Et si George Orwell avait vu juste ? C’est en substance le constat qui peut être dressé après avoir consulté le dernier rapport de Facebook sur les demandes gouvernementales qui lui sont adressées. Ces six derniers mois, selon les chiffres communiqués par la firme de Mark Zuckerberg, ces demandes ont augmenté de 28 %.

Dans la troisième édition de son rapport, portant sur le premier semestre 2014, Facebook indique avoir reçu 34 949 demandes des autorités gouvernementales. Et ces demandes ont concernés 49 479 comptes d’utilisateurs, ce qui représente également une augmentation de 28% par rapport aux précédentes données datant du second semestre 2013. Les Etats sollicitent Facebook dans le cadre d’enquêtes portant sur des délits avérés, selon les législations nationales en vigueur. Mais la compagnie se réserve le droit de communiquer ou non les informations concernant les profils incriminés. Et en la matière, Facebook n’a répondu par l’affirmative que dans 34% des cas, si l’on se fie aux données fournies.

Les Etats-Unis en tête de ce palmarès informel

Sans surprise, les Etats-Unis dominent largement ce classement. Avec plus de 15 000 demandes, soit plus de 44% du total de ces dernières, les diverses agences de Washington ont le plus sollicité Facebook. De plus la compagnie a communiqué les données souhaitées dans plus de 80% des cas (Patriot act et autres dispositions ?). A l’inverse, le réseau social n’a fourni à la France, à la 4ième place du classement, que 30% des 2 249 données demandées.

Deux pays européens se distinguent particulièrement : l’Italie et l’Allemagne. En effet, entre le second semestre de 2013 et le premier de 2014, les demandes émanant de Rome et de Berlin ont augmenté de plus de 50 et 60 %. Malheureusement, la nature exacte de ces dernières n’est pas précisée par Facebook. Dans le contexte actuel, la lutte contre le terrorisme et le prosélytisme fondamentaliste peut être avancé.

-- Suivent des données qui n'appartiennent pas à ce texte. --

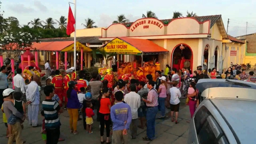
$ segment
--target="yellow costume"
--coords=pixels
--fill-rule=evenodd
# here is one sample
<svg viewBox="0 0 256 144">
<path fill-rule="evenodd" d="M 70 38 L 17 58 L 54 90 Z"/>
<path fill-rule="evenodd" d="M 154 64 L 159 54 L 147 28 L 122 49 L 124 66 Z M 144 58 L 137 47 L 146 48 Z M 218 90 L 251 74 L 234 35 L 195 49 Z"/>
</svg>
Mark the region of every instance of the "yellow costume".
<svg viewBox="0 0 256 144">
<path fill-rule="evenodd" d="M 155 65 L 156 65 L 156 67 L 155 68 L 156 71 L 157 71 L 157 70 L 159 70 L 161 71 L 161 69 L 160 68 L 160 64 L 158 62 L 157 62 L 155 64 Z"/>
</svg>

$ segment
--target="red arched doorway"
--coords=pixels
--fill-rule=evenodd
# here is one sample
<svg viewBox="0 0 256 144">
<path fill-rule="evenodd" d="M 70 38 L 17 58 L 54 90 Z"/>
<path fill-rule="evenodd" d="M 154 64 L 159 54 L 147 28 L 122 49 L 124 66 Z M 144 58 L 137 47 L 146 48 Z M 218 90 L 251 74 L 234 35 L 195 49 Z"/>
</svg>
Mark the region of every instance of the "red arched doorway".
<svg viewBox="0 0 256 144">
<path fill-rule="evenodd" d="M 184 49 L 181 49 L 181 46 L 183 46 Z M 184 58 L 184 60 L 182 60 L 182 57 Z M 182 63 L 184 63 L 188 62 L 190 63 L 189 67 L 187 67 L 189 69 L 192 69 L 193 68 L 193 52 L 191 48 L 188 45 L 185 44 L 177 44 L 172 50 L 172 57 L 171 59 L 171 68 L 176 68 L 177 70 L 180 69 L 181 67 L 184 67 L 185 66 L 182 67 Z"/>
</svg>

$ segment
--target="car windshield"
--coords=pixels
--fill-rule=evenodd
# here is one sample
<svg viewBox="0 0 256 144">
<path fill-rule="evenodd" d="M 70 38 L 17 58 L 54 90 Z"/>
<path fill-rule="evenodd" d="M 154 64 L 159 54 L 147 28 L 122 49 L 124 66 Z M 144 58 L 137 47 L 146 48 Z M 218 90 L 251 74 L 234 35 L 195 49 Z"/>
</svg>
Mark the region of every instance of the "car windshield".
<svg viewBox="0 0 256 144">
<path fill-rule="evenodd" d="M 216 87 L 236 87 L 256 89 L 256 84 L 251 82 L 243 81 L 226 80 L 221 81 L 199 82 L 196 85 L 200 92 L 209 88 Z"/>
</svg>

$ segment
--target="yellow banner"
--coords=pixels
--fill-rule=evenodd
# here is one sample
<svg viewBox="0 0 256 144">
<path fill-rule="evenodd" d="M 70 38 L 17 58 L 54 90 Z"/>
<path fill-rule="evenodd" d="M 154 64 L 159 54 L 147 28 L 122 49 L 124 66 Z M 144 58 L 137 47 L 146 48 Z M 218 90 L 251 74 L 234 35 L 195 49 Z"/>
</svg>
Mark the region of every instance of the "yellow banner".
<svg viewBox="0 0 256 144">
<path fill-rule="evenodd" d="M 81 51 L 83 49 L 84 52 L 91 52 L 92 49 L 89 47 L 84 45 L 79 42 L 76 42 L 76 50 L 77 51 Z M 73 52 L 74 51 L 74 44 L 66 47 L 61 50 L 61 52 Z"/>
<path fill-rule="evenodd" d="M 119 54 L 136 55 L 141 53 L 135 47 L 118 38 L 109 42 L 104 47 L 104 49 L 107 52 L 116 52 Z"/>
</svg>

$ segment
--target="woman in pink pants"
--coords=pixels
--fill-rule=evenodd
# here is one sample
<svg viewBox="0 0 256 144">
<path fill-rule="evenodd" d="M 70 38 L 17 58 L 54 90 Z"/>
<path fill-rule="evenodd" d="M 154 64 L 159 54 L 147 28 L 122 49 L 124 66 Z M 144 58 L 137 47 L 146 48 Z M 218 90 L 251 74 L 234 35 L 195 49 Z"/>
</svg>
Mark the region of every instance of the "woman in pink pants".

Se conformer aux législations nationales

Le rapport présente également des données chiffrées concernant le contenu qui a été directement supprimé par Facebook en fonction de législations particulièrement spécifiques dans certains pays. En Turquie, plus de 1 800 « éléments de contenu ont été ainsi restreints », selon la terminologie adoptée, pour entrave ou diffamation envers le père de la Turquie moderne Atatürk ou envers l’Etat lui-même.
En Inde, les lois en vigueur ont contraint le réseau social à supprimer encore plus de contenus, soit pratiquement 5 000, pour non respect de dispositions interdisant de critiquer les religions ou l’Etat. Ce chiffre est toutefois à mettre en perspective avec la population du sous-continent indien.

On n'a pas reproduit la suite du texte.